NVIDIA / spark-rapids

Spark RAPIDS plugin - accelerate Apache Spark with GPUs
https://nvidia.github.io/spark-rapids
Apache License 2.0
806 stars 234 forks source link

[FEA] Support short-circuit evaluation for expensive expression like rlike #10613

Open winningsix opened 7 months ago

winningsix commented 7 months ago

Is your feature request related to a problem? Please describe. Rlike was an very expensive cudf operation compared to other operator like compare. One option is mentioned in https://github.com/NVIDIA/spark-rapids/issues/10600 that we can replace some cases with cheaper expression.

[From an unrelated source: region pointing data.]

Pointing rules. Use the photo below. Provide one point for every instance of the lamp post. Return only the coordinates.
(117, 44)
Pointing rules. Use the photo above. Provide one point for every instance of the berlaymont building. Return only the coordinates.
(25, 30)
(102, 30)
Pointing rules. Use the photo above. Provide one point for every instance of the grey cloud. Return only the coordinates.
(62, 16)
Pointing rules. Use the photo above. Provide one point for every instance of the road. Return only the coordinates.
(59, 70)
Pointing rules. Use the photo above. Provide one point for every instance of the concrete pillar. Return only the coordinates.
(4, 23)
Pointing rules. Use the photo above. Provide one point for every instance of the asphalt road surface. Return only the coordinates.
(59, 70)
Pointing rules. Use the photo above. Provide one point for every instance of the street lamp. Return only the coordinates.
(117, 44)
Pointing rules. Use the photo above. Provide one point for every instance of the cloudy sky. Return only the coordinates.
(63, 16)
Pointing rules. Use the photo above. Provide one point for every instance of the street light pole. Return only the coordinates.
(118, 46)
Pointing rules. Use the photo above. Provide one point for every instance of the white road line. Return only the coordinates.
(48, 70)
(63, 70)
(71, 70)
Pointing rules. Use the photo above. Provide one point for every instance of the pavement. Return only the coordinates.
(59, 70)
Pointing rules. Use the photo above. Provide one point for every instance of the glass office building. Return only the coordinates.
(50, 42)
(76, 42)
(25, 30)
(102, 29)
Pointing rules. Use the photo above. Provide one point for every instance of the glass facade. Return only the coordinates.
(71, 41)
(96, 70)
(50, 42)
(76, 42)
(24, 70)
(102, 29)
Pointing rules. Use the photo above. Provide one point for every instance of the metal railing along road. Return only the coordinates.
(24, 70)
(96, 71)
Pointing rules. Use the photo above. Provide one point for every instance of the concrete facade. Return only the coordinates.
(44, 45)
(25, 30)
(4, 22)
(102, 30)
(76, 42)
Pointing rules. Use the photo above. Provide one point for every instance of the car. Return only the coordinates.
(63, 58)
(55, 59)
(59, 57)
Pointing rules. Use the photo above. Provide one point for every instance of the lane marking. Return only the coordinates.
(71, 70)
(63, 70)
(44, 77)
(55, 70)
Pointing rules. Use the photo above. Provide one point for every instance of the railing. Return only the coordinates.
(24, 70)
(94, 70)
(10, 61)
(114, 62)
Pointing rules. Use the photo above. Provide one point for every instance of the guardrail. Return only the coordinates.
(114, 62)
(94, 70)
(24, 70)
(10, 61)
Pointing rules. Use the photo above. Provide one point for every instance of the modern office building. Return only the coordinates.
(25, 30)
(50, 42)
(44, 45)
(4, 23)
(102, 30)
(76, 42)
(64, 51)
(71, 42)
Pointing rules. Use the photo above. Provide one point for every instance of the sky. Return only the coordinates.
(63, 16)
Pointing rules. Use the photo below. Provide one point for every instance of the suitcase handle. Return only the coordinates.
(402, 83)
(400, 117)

Another option we could have is to introduce short-circuit evaluation to skip some regexp by prioritizing to evaluate those cheaper evaluations.

Describe the solution you'd like

record_name regexpr (.*[0-9]{2}) AND date BTWEEN `20201111` AND `20201112` AND length(store_names) > 15

For condition mentioned above, we could optimize it by:

  1. Evaluate other conditions firstly other than regexp
  2. Support null masking filter on the fisrst 2 conditions and evaluate null masked data using regexp
  3. (nice to have) reorder date and length conditions on the fly based on its selectivity
revans2 commented 7 months ago

On the GPU the problems typically show up around thread divergence and non-coalesed memory access patterns.

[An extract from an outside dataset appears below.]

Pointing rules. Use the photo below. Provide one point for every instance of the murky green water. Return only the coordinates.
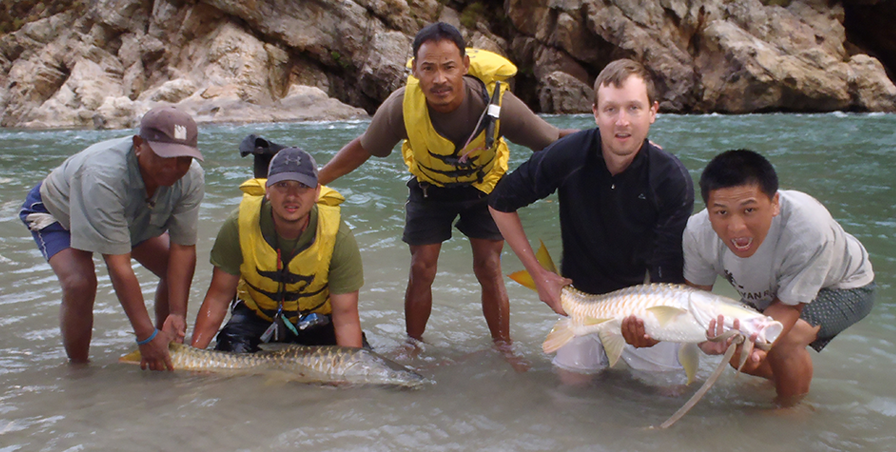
(479, 401)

I am not 100% sure about this so we should run some experiments and see, but I don't think it is a clear win every time. If the string is long, then it will always have a bad memory access pattern, and the length of time that the kernel takes to run is likely the amount of time it takes for the longest string to be processed by a warp. If the string is short then the memory access pattern is likely good, and even though we might still have thread divergence it is decently fast.

Replacing string values with nulls requires a memory copy, and copy_if_else for strings is not known to be that great. So we might need some kind of a heuristic to see what matters. I think in really bad cases today this could be a big win, especially if we can free up some warps early to process more data, and there are enough input strings to make that be a win.